I emailed the company requesting data showing that people with particular genetic profiles are more likely to be compatible, and how the company defines and assesses compatibility. I haven’t heard back yet. However, a news release from July, prompting a flurry of media coverage, informed us that the company is “proving that there is science behind attraction,” with “new, groundbreaking research.” So stay tuned.

Using genetic testing in mate selection is a decades-old strategy. Dor Yeshorim is a program that originated in the Hasidic Jewish community in New York City. It has tested thousands of young people from all over the world for several “Jewish” genetic diseases since a rabbi who had children with Tay-Sachs disease started the program in 1983. Testing is anonymous, using numerical identifiers, and carriers are not told what they carry – just whom to avoid having children with, if they so choose. Their testimonials are the plummeting incidences of some of these diseases in the tested population.

At the other end of the seriousness-of-genetic-testing spectrum, federal regulators are finally cracking down on dubious DNA-based claims. Two years ago I’m embarrassed to admit that I bought “age-defying with DNA Advantage cream makeup” because I couldn’t resist the goop in the see-through container swirled into a double helix shape. I’d thought I’d read that FTC had made these genetics references in cosmetics ads disappear, but they forgot to tell Google.

Adding “DNA” to skin cream ads doesn’t really hurt anyone. But making medical claims is a different story.

My all-time favorite study exposing misuse of genetic testing is from the U.S. Government Accountability Office from circa 2008, when direct-to-consumer genetic testing debuted. GAO investigators submitted DNA samples from a 9-month-old girl and a 48-year-old man to four “nutrigenetics” companies, but with 14 made up lifestyle/dietary profiles. None of the companies, which offered dietary suggestions and pricey packages of exactly the supplements that an individual purportedly needed to avoid her or his genetic fate, bothered to do a health history.

Lo and behold, the advice from the four companies tracked with the
made-up backgrounds and not genetics. And they detected very common conditions (to which genes may contribute minimally) and stated the obvious, like not smoking. Concluded the study: “Although these recommendations may be beneficial to consumers in that they constitute common sense health and dietary guidance, DNA analysis is not needed to generate this advice.” Some of the suggestions could even be dangerous, such as vitamin excesses in people with certain medical conditions.

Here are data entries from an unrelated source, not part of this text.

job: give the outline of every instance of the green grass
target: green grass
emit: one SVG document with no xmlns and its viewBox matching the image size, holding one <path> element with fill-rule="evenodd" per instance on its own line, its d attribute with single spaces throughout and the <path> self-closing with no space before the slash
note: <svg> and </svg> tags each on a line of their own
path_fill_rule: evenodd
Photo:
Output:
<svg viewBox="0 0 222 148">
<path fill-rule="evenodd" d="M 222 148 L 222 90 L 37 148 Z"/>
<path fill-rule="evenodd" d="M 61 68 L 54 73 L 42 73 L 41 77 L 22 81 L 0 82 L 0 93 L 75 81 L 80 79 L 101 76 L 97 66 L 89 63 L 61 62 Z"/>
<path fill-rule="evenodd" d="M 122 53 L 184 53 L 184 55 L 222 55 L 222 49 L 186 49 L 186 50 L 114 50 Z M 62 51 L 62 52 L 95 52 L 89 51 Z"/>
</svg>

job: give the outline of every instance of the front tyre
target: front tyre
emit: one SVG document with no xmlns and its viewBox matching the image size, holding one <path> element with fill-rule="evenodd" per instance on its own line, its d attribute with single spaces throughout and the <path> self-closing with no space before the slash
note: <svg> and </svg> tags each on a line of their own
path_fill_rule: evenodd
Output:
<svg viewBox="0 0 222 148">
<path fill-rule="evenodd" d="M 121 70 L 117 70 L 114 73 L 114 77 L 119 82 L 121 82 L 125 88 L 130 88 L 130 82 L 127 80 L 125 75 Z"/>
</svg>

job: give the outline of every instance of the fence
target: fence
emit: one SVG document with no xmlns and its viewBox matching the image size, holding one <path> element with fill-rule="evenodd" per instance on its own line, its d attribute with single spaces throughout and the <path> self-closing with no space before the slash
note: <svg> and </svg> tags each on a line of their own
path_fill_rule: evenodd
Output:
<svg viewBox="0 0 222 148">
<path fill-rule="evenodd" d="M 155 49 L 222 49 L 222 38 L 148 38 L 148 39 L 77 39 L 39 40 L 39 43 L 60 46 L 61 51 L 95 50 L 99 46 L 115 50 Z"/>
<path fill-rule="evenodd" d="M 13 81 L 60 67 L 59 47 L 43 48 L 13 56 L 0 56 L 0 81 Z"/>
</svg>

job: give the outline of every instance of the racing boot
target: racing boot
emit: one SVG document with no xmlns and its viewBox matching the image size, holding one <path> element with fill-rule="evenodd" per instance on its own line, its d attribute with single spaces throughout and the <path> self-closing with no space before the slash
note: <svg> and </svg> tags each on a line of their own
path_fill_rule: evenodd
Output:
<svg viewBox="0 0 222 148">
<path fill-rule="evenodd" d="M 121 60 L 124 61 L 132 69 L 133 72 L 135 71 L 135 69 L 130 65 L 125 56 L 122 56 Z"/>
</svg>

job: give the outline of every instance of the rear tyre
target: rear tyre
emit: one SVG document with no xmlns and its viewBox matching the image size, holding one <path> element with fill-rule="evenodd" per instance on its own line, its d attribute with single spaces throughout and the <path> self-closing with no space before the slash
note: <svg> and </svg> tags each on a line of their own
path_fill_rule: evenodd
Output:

I don’t know if the FDA, FTC, or GAO are interested in a dating site that preys on those who don't know much about DNA. My advice for deciding whom to date? Actually talk to someone! Don’t shell out hundreds of dollars to learn about a handful of genes.

(Some of this material comes from chapter 20, Genetic Testing and Treatment, in my textbook Human Genetics: Concepts and Applications, just published by McGraw-Hill in the 11th edition.)